The Writing Assessment Tool assesses quality of ideas.
Tutors are therefore encouraged to provide deliberate acts of teaching on how to generate good quality ideas for writing.
Charles Afeaki described how he used one activity: ‘Brainstorming within categories’ to help students generate ideas for the writing activity.
Using the acronym C-H-E-E-S-E as outlined in the NCLNA Developing Learner Writing workshop, Charles found that it provided a framework to students to generate plenty of ideas for a piece of writing:’ My Story’.
C Culture
H Health
E Economics
E Education
S Social groups / community
E Environment
Learners were asked:
What ideas around culture/health/money/education/social issues/environment are linked to your writing topic: ‘My Story’?
Charles observed that the learners found the C-H-E-E-S-E formula easy to follow and that ‘the continuous flow of ideas seemed to exceed paper space.’

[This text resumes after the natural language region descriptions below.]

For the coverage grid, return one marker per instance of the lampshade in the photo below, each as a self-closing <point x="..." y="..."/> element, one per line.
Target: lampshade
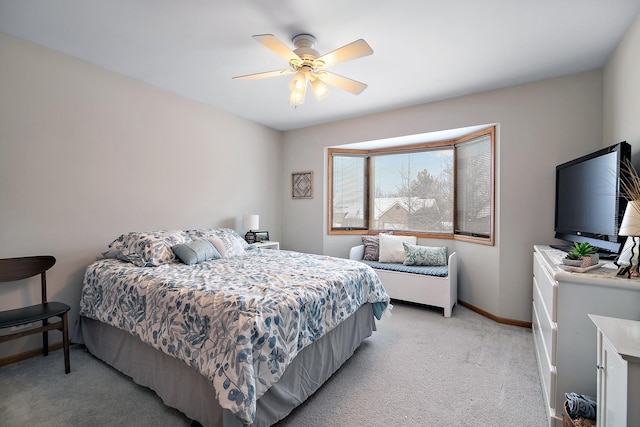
<point x="631" y="221"/>
<point x="250" y="222"/>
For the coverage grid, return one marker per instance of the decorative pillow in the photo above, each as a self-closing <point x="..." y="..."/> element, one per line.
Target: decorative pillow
<point x="391" y="249"/>
<point x="371" y="248"/>
<point x="148" y="248"/>
<point x="424" y="255"/>
<point x="226" y="234"/>
<point x="228" y="246"/>
<point x="196" y="251"/>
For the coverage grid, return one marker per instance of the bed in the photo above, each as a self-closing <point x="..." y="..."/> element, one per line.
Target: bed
<point x="240" y="336"/>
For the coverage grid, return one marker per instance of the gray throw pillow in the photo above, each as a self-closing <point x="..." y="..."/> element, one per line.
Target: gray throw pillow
<point x="196" y="251"/>
<point x="371" y="245"/>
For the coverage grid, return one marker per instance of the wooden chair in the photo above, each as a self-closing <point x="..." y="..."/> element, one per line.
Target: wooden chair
<point x="13" y="269"/>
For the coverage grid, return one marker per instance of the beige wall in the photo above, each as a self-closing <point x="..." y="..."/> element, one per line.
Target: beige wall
<point x="539" y="126"/>
<point x="86" y="155"/>
<point x="622" y="93"/>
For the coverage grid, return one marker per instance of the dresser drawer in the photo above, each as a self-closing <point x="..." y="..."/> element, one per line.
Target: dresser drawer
<point x="547" y="286"/>
<point x="546" y="370"/>
<point x="547" y="328"/>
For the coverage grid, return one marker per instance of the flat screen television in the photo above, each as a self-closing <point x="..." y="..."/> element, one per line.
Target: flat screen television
<point x="589" y="203"/>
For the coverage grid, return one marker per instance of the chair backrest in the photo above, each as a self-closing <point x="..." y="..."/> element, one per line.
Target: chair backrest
<point x="13" y="269"/>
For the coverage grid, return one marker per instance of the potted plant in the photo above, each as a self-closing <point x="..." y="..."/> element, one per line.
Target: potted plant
<point x="582" y="255"/>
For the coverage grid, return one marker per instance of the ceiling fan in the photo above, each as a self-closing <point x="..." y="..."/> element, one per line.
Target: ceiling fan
<point x="309" y="67"/>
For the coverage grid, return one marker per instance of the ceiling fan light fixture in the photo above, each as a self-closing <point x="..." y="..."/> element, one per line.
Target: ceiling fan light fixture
<point x="298" y="82"/>
<point x="309" y="68"/>
<point x="320" y="88"/>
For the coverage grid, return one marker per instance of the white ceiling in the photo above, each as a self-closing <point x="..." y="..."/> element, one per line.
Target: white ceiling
<point x="424" y="50"/>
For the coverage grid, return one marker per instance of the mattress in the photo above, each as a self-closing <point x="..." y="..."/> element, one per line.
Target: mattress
<point x="239" y="322"/>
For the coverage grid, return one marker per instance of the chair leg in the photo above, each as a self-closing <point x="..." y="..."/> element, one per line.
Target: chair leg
<point x="45" y="339"/>
<point x="65" y="343"/>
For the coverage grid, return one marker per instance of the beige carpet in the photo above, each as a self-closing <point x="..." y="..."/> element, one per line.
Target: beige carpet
<point x="418" y="369"/>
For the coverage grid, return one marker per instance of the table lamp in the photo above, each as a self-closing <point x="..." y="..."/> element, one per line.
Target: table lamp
<point x="250" y="222"/>
<point x="631" y="227"/>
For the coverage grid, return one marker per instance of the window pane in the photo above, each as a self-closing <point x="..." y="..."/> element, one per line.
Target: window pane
<point x="474" y="187"/>
<point x="413" y="191"/>
<point x="349" y="192"/>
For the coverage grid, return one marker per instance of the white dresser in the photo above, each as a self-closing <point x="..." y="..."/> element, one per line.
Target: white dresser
<point x="564" y="336"/>
<point x="618" y="371"/>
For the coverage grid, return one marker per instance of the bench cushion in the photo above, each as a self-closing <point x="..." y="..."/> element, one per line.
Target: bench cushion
<point x="438" y="271"/>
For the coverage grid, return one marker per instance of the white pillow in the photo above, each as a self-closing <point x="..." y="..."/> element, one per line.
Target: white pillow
<point x="391" y="248"/>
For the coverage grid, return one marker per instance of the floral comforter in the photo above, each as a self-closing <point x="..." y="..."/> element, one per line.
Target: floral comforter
<point x="238" y="321"/>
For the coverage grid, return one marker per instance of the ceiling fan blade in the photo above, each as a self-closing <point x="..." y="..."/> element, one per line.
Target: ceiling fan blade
<point x="271" y="42"/>
<point x="264" y="75"/>
<point x="357" y="49"/>
<point x="344" y="83"/>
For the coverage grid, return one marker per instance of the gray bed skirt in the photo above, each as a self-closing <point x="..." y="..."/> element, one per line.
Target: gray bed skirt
<point x="184" y="388"/>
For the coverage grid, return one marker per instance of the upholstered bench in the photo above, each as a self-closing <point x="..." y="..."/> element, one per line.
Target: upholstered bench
<point x="430" y="285"/>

Practising and becoming familiar with how to brainstorm within categories was helpful to learners; Charles reported that the second time they used the C-H-E-E-S-E framework, there was a marked improvement in the number of ideas generated.
Initially, however, the ideas they linked to each category were directly linked to their own context.
With direction, students generated and selected ideas that linked more closely to the writing topic.